The city never slept, but inside the Santoro mansion, silence prowled like a predator.
Isha sat by the tall window of her new chamber, the night pressing against the glass in restless waves. The lights of the city glittered far below, mocking her with freedom she could see but never touch. Her hands curled into fists in her lap, nails biting into skin until crescent moons marked her palms.
Behind her, the door clicked shut. She didn't need to turn to know it was him. Umar moved like shadow made flesh-silent, certain, impossible to ignore.
"You're still awake," he said. His voice carried no surprise.
Her eyes stayed on the city. "Hard to sleep when you've been caged."
A pause. She could feel his gaze on her back, heavy as chains. "Caged?" His tone was measured, calm in a way that unnerved her more than anger ever could. "You wear the ring. You stand in this house. That makes you my wife, not my prisoner."
She turned then, slowly, her eyes blazing. "Do you truly believe there's a difference?"
For a moment, silence crackled like fire between them. Then Umar stepped forward, his hand brushing over the back of the chair opposite hers before he sank into it. The movement was casual, but his presence filled the room, pulling all the air toward him.
"I warned you," he said quietly, silver-gray eyes fixed on her. "This isn't a marriage. It's survival. Yours. Mine. Our families'."
Her throat tightened. "You speak of survival as if it excuses everything. As if it justifies stealing a woman's life and calling it a vow."
Something flickered in his eyes then-something she hadn't seen before. A shadow of weariness, buried deep beneath the steel. But just as quickly, it was gone, replaced by the mask of the mafia heir.
"You think I'm free?" he asked, his voice sharp now, cutting. "That I chose this any more than you did? Isha, I was shackled long before you ever stepped into that church."
Her breath caught.

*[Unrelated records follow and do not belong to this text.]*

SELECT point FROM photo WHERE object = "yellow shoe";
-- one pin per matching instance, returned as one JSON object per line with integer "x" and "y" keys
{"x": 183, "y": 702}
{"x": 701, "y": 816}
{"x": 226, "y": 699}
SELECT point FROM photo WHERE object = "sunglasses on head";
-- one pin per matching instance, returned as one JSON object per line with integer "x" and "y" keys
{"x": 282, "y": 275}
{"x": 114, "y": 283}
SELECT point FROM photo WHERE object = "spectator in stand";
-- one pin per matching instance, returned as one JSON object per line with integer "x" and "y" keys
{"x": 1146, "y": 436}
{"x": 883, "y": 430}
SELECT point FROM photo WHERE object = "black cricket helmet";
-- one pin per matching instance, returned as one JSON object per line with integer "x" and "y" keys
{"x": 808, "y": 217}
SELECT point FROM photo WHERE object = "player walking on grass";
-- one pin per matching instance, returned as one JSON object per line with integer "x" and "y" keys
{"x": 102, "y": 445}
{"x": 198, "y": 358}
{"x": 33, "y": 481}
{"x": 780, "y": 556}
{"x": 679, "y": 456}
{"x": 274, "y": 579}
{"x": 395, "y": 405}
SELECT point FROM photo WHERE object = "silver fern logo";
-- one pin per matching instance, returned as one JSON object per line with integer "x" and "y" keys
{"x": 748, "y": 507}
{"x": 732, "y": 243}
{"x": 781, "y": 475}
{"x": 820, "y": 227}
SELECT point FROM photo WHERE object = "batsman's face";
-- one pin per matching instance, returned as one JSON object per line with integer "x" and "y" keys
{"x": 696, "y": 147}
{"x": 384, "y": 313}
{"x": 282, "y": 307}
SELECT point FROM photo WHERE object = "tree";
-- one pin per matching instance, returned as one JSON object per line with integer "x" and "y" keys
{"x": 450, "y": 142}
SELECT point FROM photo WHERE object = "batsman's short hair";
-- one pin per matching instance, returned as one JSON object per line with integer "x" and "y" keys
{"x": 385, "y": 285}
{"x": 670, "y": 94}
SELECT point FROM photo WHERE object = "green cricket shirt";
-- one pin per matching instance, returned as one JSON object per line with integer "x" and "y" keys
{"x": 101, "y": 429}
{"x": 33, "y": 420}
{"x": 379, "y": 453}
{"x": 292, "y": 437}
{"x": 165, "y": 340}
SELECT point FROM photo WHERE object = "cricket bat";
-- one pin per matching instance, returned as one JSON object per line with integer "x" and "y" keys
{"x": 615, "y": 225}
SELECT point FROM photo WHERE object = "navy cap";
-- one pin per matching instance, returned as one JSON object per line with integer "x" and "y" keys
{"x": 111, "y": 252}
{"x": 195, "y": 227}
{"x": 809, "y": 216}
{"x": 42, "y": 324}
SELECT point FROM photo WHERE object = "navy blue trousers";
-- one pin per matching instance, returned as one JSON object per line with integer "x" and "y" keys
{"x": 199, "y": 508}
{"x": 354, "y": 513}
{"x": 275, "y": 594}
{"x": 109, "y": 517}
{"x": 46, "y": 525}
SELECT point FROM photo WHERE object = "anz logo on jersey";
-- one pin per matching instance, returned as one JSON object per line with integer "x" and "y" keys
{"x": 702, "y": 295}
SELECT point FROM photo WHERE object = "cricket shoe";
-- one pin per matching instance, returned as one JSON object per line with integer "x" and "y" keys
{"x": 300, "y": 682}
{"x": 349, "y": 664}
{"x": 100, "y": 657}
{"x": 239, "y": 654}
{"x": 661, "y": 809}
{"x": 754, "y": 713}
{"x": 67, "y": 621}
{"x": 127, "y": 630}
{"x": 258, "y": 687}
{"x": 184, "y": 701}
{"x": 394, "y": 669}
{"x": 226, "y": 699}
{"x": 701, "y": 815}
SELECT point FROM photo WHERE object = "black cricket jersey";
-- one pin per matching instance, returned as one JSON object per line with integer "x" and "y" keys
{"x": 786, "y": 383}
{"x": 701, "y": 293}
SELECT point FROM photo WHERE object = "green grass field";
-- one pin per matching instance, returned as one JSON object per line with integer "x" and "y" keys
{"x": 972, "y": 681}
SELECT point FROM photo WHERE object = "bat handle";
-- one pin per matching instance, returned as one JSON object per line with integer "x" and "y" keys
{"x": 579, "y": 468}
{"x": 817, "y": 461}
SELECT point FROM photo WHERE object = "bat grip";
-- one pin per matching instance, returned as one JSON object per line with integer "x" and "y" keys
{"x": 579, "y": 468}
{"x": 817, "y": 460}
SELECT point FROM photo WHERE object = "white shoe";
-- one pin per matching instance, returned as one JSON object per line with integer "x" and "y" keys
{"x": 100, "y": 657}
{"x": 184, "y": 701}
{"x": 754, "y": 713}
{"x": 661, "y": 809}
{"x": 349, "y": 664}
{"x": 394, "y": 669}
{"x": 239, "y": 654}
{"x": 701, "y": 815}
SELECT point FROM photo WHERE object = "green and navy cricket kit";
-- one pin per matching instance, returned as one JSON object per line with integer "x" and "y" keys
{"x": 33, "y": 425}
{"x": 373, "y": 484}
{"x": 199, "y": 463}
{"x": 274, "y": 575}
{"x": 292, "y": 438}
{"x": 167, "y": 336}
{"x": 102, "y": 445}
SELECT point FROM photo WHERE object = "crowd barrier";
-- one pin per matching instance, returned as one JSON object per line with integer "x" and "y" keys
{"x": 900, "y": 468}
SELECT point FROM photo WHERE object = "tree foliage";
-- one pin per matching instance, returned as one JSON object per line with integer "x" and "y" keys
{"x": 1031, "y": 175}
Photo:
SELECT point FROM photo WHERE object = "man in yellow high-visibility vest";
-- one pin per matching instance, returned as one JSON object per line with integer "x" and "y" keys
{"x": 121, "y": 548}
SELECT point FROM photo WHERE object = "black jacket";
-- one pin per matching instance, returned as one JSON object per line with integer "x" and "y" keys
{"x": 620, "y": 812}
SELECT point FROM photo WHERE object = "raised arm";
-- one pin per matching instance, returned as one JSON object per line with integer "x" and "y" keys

For the first time, she saw it-the echo of the vow he carried in his bones. The vow that had made him, and broken him, long before she ever became part of his story.
But pity was dangerous. Dangerous, and useless.
Her jaw hardened. "Then maybe you should have learned how to break your chains instead of fastening mine beside them."
The words landed like a strike, and for a moment, Umar's mask slipped. His jaw clenched, his eyes narrowing with something between anger and recognition.
He rose from the chair, his height casting her in shadow. "Be careful, Isha. The world you speak of-the one where vows are broken, where chains are shattered-that world doesn't exist. Not for us."
She lifted her chin, fire flickering in her gaze. "Then I'll create it."
The tension between them snapped like glass. Umar's stare lingered, unreadable, dangerous, before he turned sharply and left the room, the door shutting hard behind him.
Alone again, Isha exhaled, her chest trembling with rage and something far more treacherous.
The first fracture had opened between them. And in that crack, a dangerous truth began to grow.